Example Topic: World War I

ABC Summaries can be used in any subject area. For difficult letters such a Q, X, and Z, you can bend the rules a little bit for your students. Their ABC Summaries can be in order (like the example below) or not.

Alliances, nationalism, and militarism each played a part in causing World War I.
But the spark that started the war happened when a Serbian nationalist shot and killed the heir to the Austro-Hungarian throne, Archduke Franz Ferdinand.
Consequently, Austria-Hungary declared war on Serbia in 1914.
Declaration of war caused each country’s allies to join the conflict.
Even though Italy was part of the Triple Alliance, it began the war as a neutral country.
France, Great Britain, Russia, and other countries made up the Allied Powers.
Germany, Austria-Hungary, Turkey, Bulgaria, and other countries made up the Central Powers.
However, Italy remained neutral until 1915 then joined the Allied Powers.
In spite of the fact that Germany thought the war would be quick and easy to win, neither side was having much luck advancing against the other.
Just as 1915 began, the sides dug trenches separated by a thin strip of land called “no-man’s land.”
Kept in these trenches with rats, flooding, and death all around them proved grueling for the soldiers.

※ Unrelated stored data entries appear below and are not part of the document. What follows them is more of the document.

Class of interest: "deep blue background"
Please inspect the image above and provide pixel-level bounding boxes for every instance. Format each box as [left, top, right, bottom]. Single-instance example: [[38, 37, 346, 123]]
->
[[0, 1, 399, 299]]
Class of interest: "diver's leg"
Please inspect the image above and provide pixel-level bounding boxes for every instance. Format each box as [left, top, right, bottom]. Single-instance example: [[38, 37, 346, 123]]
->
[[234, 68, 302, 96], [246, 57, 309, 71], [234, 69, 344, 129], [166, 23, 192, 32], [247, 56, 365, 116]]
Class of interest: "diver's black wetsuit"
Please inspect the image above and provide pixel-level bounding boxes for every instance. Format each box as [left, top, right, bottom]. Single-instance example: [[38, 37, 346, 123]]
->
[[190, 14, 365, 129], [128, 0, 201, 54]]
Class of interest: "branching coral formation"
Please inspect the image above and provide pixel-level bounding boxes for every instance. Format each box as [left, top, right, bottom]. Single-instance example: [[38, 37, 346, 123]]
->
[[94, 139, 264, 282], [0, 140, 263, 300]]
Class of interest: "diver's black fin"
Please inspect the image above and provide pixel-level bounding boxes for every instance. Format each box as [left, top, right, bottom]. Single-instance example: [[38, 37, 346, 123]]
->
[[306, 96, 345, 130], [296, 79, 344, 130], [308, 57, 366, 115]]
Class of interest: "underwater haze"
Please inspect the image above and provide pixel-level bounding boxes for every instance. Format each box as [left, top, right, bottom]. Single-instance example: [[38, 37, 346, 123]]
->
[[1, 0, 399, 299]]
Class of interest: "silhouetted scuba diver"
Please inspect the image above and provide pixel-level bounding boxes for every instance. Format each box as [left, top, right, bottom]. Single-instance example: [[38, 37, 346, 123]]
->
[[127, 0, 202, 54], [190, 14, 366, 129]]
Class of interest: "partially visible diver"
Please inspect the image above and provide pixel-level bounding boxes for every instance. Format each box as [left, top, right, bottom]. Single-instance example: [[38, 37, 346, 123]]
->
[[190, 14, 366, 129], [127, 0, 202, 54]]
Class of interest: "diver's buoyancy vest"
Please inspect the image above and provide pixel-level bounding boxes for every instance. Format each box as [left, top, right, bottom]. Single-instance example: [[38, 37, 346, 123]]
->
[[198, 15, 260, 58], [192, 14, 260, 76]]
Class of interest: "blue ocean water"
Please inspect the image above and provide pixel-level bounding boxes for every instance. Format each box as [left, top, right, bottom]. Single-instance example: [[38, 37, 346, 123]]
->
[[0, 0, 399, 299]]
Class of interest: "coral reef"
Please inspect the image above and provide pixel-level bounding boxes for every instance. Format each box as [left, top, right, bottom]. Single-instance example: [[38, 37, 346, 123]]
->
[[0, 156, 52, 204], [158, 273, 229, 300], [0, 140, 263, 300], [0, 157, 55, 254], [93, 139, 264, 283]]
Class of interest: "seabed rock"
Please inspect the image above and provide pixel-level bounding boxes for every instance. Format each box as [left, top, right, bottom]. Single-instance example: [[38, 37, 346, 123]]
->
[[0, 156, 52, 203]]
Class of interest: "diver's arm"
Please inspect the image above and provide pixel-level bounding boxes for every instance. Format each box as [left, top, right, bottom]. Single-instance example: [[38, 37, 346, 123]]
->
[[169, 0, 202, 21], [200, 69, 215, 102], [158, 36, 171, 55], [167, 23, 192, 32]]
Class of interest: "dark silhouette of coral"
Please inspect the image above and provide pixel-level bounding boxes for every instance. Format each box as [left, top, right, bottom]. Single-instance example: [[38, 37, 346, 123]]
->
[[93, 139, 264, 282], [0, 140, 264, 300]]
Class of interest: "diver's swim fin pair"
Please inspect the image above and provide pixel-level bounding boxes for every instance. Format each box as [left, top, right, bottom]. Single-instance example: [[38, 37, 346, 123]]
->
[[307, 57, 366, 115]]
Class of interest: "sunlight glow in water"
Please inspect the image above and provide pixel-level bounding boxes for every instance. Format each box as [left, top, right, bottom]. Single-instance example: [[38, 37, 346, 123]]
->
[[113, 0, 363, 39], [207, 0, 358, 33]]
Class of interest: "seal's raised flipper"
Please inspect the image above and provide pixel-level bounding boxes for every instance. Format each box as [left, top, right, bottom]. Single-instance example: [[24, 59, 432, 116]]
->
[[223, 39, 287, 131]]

Lord Kitchener, the British field marshal, said of trench warfare, “I don’t know what is to be done; this isn’t war.”
Most battles began with heavy artillery fire then one side storming the other’s trenches.
New weapons such as machine guns, tanks, and poison gas made the war even more horrifying.
Over a million casualties resulted from the Battle of the Somme alone.
President Wilson declared the United States’ neutrality, but that all changed in 1917.
Quite upset by u-boat activity and the Zimmerman Note, the United States entered the war.
Requiring men ages 21-30 to register with the draft board, the Selective Service Act brought fresh soldiers to the Allies’ army.
Suddenly, the Allies began dominating the war with the help of the U.S. and forced the Central Powers to agree to an armistice.
The Treaty of Versailles was signed in 1919 and included harsh provisions for Germany.
Understanding that the treaty’s provisions may cause Germany to later retaliate, President Wilson opposed some of the more harsh demands.
Victory was bittersweet for the Allies.
When the war was over, about 37 million were left killed and wounded.
EXpecting future conflicts, the League of Nations was formed to try and prevent war.
Years after the war proved difficult for many.
Zeal replaced despair as the roaring 20s began, the automobile was introduced, and we entered the “Jazz Age.”